What is your firm’s approach to financial planning?
One of the goals of inStream Solutions is to amplify the ambitions of how software can help a wealth management firm, Murguia announced. It’s difficult for advisors to justify their fees when they are always in a reactive mode, he claimed, so the inStream software can proactively guide clients through their life cycle to help them to make the right decisions in everything that intersects finance.
The investment-centric approach is dying on the vine, Murguia proclaimed, since building model portfolios has become a commoditized business. Advisors who insist on staying investment-centric will probably succumb to LearnVest or someone similar, he said. The advice industry has to compete against retirement calculators and other free tools since advisors are using them on the side anyway. Planning software should not only identify opportunities but also help coordinate them to keep advisors from having to go to a third party system, he said.

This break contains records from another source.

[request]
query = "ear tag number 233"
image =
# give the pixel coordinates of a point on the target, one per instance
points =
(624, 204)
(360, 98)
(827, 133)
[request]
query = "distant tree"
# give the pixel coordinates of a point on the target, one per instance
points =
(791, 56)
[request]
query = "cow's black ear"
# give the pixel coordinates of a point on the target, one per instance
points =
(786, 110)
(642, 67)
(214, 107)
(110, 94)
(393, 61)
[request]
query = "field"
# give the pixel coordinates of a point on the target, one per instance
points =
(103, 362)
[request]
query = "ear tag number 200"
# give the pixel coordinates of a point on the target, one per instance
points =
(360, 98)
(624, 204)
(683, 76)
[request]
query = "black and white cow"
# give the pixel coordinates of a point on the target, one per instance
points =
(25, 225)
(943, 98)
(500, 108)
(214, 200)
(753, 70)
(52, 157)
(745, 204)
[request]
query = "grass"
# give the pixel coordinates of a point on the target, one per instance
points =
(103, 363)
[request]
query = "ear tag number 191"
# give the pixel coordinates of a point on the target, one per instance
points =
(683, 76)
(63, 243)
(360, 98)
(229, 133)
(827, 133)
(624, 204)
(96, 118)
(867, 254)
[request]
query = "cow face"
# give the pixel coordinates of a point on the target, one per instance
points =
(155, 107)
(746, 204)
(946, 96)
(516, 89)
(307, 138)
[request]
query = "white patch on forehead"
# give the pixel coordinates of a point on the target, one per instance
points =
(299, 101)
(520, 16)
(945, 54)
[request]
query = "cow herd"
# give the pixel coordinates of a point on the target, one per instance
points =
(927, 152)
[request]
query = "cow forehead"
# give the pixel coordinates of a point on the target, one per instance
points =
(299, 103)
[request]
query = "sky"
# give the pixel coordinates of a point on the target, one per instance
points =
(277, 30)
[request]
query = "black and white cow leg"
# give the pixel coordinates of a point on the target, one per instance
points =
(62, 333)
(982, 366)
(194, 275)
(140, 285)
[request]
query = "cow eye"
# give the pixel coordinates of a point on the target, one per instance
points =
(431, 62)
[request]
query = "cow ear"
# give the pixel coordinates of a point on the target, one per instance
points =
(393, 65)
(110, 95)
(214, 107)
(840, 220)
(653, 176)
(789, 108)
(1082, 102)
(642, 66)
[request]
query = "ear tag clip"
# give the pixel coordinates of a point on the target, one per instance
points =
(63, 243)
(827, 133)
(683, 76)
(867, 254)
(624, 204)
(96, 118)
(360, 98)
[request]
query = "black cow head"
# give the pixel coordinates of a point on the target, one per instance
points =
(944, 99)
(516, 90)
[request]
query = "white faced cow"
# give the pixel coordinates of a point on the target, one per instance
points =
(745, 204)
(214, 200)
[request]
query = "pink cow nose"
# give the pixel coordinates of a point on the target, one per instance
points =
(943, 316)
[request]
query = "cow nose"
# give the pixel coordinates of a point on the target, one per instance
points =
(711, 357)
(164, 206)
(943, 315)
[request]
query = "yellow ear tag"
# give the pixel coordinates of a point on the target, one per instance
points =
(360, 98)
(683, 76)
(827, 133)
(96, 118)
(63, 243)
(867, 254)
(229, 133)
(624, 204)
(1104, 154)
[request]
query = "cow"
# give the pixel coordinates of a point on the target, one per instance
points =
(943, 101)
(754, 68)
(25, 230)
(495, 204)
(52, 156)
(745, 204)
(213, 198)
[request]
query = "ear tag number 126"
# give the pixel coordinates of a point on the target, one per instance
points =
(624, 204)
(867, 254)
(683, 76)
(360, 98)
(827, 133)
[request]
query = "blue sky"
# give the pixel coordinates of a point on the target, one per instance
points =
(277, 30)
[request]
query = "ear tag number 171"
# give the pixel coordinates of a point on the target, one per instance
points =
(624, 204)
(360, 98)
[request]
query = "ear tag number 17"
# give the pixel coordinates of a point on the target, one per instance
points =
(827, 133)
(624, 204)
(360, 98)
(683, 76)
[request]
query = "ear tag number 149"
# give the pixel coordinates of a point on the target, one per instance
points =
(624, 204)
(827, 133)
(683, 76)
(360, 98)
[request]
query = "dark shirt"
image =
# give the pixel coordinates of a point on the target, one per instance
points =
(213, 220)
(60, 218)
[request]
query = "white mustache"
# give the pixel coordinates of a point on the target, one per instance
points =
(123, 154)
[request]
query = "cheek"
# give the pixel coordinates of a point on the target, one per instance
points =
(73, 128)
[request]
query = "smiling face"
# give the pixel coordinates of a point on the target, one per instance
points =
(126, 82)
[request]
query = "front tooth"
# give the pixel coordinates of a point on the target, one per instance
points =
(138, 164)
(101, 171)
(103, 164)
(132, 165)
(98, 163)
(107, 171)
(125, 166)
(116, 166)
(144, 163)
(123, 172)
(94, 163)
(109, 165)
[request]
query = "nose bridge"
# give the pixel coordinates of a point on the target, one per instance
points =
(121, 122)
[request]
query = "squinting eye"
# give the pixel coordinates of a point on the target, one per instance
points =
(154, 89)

The folks at Zywave believe that there is both an art and science to financial planning, Strachan asserted. They provide the science and the advisor provides the art. Their software avoids complex optimization strategies in order to emphasize the advisor’s skills and their value added to the process, she stressed.
Tishkevich believes that the future of advice is in mobile since it can deliver effective engagement and improves client communication. His firm released a mobile app called RetireLogix, which is available for both iOS and Android. The app can be branded to become a sort of personal digital business card, he noted.